Straight Line

What He Sees

above The Adair family at the 2017 Outdoor Retailers Show where Zac, executive director of the National Center for Outdoor & Adventure Education, was a finalist for the Individual Outdoor Inspiration Award.

I am setting up fences around the magic carpets, so I don’t see the family come in, nor book a group lesson. Mom would have led the way, hand on her husband as they navigated through the stiles to the desk and on to the rental equipment area. The son, Sawyer, would have followed, giddy with anticipation. He’d be holding his dad’s hand, pulling him toward the base of the chairlift to meet the children’s school class I’m teaching.

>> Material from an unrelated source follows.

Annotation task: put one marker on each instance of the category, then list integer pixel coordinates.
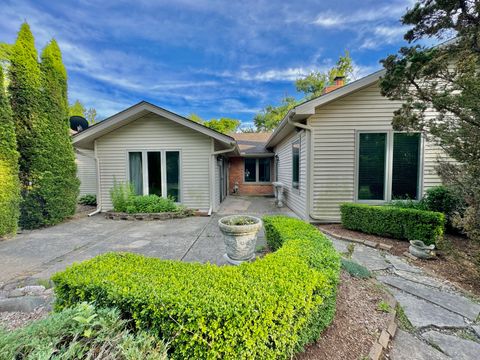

That’s when I see the father’s orange vest.

I take Sawyer and the other 5-year-olds to the largest magic carpet. We practice turning through cones, and I remind Sawyer to press down on his big toes, like squishing a bug. Sawyer says skiing is like flying an airplane. Yesterday he couldn’t slow down, but today he is chairlift ready. He beams with pride and tells me his neon orange jacket matches his dad’s.

The story comes to me in fragments as we ride the chairs accessing Copper Mountain, CO’s easiest terrain. Sawyer doesn’t know dates past his birthday, or locations beyond his North Carolina home, or what his parents do for a living. He doesn’t know words such as “cornea”, “iris”, “pupil” or “retina.”

But he knows that before he was born, his dad was riding a bike. He thinks there might have been a traffic light, and a yellow car. And that the car hit his dad. And that there was metal and glass and blood.

Horror stories from my mom’s tenure as a nurse anesthetist in an eye hospital pop into my mind. It helps me imagine the face caked with gravel, a lacerated right eye that will have to be removed, and a left eye pierced by shards of glass, which will only ever see amoebas of shapes and splotches of color.

Riding above the beginner slope, Sawyer yells at a couple. The woman looks up and gasps. The man, in the orange vest emblazoned with “Blind Skier,” whips his head around, as if he moves quick enough he might catch a glimpse of his boy in the sky before it all blurs again.

Blind-01

ABOVE Still in love with the sport even after he lost his vision, Zac Adair drops a knee at Copper Mountain Resort, CO.

Sawyer tells them to stay put and watch him, that he’s going to catch them. He turns and asks me if we can race this time. I say yes, and coach him through how to hold our hands out in front and make big snake turns until we catch Mom and Dad.

Before we unload, Sawyer tells me when he grows up, he is going to be an eye fixer. He is going to fix Dad’s eyes so he can see when he skis. I tell him my mom is an eye fixer in Alabama. Maybe he will take Dad to see her, wherever Alabama is, he says. I tell him it’s close.

When I meet up with Sawyer’s parents at the end of the day, his dad, Zac, keeps his goggles on and aims them at the space slightly above my left ear. His mouth drops when I tell him Sawyer went down that easy green run four times, and on the last time, the time we raced, he only fell once. He is doing fantastic for his second day of skiing. “You can take him up the lift,” I say.

Through short, choked breaths, Zac tells me that when he heard Sawyer’s voice from the chairlift, it sounded like a bird. That, although he knows Sawyer’s pace, he sees a 5-year-old carving on 45-degree slopes, slashing turns in powder, spewing snow like waves at the beach.

“No,” he finally says, “it’s better than that.”